Ser um problema mundial não nos abona. A análise em outros países mostra eleitores indignados, corruptos banidos pelas urnas e punidos pelo Judiciário. O problema do Brasil é a punição branda e a ampla tolerância com o desvio. Momentos de crise como o atual são a chance de mudanças saneadoras.
Corrupção não é apenas um problema político. É também um problema econômico. Um país pode se desenvolver por algum tempo num ambiente de corrupção, explicou o diretor de governança global do Banco Mundial, Daniel Kaufmann na revista “Época”, mas não tem crescimento sustentado. A má prática afasta investimento privado e drena recursos do setor público.
A violência também vira um problema econômico. Qualquer país tem episódios de violência, mas quando bandidos demonstram capacidade de encurralar o Estado, o problema muda de patamar. Nesse grau de desordem, de desrespeito à lei, de afronta às instituições, a violência ameaça o investimento de capital nacional e estrangeiro.

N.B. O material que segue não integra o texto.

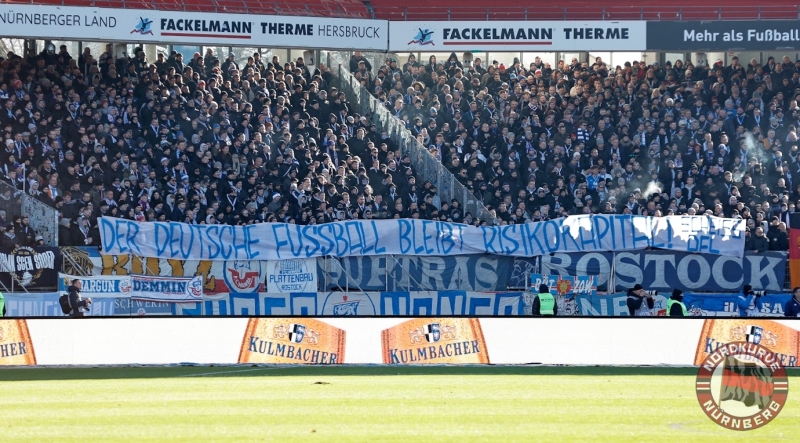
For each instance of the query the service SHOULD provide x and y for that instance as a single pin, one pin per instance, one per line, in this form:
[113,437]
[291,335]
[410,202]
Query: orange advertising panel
[435,341]
[292,341]
[16,347]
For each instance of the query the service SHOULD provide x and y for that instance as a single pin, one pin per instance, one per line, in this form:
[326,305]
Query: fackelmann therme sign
[517,36]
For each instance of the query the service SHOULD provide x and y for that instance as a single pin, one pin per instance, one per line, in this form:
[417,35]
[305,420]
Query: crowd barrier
[344,304]
[331,303]
[626,32]
[385,341]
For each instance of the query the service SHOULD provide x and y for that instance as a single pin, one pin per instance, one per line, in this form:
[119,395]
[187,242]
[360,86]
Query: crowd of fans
[543,141]
[213,141]
[208,141]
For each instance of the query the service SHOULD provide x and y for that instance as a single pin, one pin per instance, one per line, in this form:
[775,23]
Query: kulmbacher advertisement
[387,341]
[292,341]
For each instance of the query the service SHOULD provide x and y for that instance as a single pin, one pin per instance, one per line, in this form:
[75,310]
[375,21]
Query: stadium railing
[427,166]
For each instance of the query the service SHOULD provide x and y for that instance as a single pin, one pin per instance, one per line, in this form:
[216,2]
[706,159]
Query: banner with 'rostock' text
[276,241]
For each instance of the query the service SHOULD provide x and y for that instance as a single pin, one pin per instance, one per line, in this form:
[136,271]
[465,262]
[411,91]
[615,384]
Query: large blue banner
[422,303]
[276,241]
[663,270]
[404,273]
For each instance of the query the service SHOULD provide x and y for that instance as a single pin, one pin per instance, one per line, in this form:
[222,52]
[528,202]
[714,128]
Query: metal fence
[425,164]
[43,218]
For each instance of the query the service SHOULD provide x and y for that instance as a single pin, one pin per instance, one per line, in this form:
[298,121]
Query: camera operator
[675,306]
[792,308]
[639,302]
[749,302]
[544,305]
[79,306]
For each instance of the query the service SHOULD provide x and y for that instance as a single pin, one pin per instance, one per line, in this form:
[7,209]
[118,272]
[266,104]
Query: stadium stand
[219,144]
[537,142]
[206,141]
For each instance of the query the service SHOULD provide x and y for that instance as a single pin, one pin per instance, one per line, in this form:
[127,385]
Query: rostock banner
[275,241]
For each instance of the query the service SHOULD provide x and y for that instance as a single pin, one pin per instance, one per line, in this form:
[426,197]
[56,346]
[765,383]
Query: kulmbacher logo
[435,341]
[294,341]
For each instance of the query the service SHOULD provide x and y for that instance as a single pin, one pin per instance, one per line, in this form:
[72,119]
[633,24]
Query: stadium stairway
[426,165]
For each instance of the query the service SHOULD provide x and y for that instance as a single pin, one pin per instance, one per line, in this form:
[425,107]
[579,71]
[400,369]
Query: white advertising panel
[518,36]
[132,25]
[432,340]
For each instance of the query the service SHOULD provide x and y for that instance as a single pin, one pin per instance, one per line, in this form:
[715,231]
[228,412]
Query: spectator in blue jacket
[748,303]
[792,308]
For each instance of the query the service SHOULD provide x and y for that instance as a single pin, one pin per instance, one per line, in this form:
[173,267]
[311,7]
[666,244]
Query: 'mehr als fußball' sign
[745,35]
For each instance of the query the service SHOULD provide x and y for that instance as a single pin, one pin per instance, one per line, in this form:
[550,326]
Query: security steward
[675,306]
[544,305]
[78,304]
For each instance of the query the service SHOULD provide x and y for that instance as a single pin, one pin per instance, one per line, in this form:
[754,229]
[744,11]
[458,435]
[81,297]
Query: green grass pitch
[245,403]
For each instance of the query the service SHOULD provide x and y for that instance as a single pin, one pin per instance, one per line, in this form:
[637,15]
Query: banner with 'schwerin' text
[278,241]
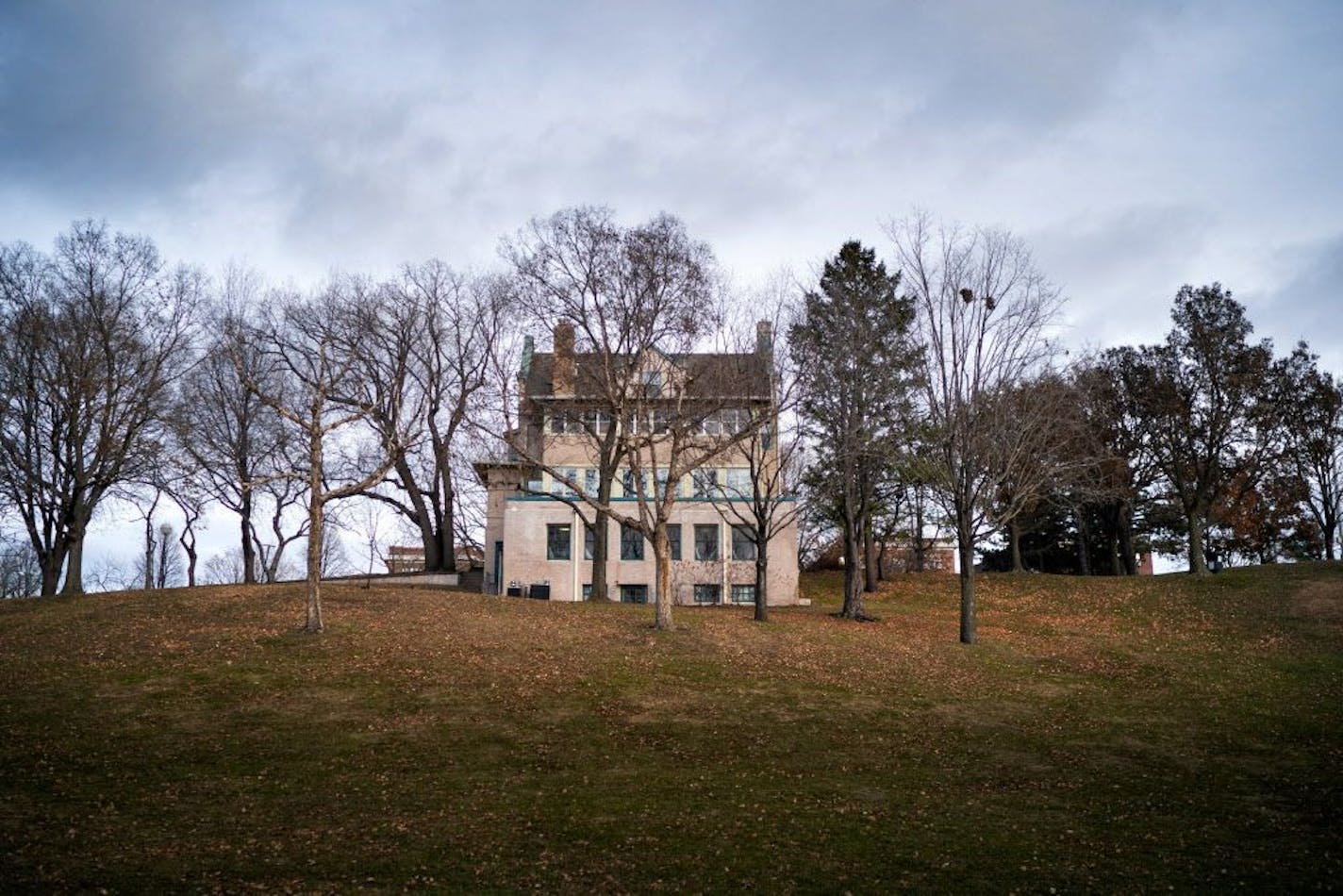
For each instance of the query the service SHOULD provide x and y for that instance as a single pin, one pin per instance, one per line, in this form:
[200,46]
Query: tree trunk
[662,562]
[762,613]
[249,548]
[149,551]
[75,566]
[1014,540]
[1126,538]
[1083,553]
[870,559]
[1197,562]
[853,607]
[966,544]
[313,621]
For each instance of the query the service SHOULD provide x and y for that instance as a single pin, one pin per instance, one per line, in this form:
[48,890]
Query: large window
[557,541]
[631,543]
[674,540]
[708,594]
[738,483]
[743,543]
[706,541]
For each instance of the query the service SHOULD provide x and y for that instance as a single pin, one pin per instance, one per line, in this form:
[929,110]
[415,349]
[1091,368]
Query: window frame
[552,545]
[718,551]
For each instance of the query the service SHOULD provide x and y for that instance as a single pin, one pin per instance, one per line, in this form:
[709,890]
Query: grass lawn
[1115,735]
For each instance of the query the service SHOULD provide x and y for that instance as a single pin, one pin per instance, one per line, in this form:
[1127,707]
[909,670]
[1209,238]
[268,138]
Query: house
[536,538]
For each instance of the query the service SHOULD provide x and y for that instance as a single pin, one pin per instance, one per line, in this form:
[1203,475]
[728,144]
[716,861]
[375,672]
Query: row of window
[731,421]
[704,483]
[703,592]
[559,538]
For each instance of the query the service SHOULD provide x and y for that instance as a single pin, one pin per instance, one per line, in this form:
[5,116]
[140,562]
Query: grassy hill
[1104,735]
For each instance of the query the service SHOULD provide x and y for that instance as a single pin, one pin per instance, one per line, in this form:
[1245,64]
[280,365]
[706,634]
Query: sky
[1134,145]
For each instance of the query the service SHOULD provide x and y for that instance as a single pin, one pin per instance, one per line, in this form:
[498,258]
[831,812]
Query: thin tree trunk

As crises econômicas das últimas quatro eleições parecem menos graves e mais fáceis de enfrentar do que os riscos que o país corre agora. Eles terão efeito econômico a médio e longo prazo e são mais difíceis de serem combatidos. Mas não são invencíveis. O mundo está enfrentando as duas chagas. Existe hoje uma tecnologia, já comprovada em outros países, de combate à violência do crime organizado e à corrupção. É preciso saber usá-la. A semana passada mostrou que os brasileiros não estão desvalidos: fios de esperança surgem no horizonte na reação de alguns parlamentares que honram o mandato, do Ministério Público, dos Tribunais Eleitorais. Pode ser esse o caminho que se abre para o país.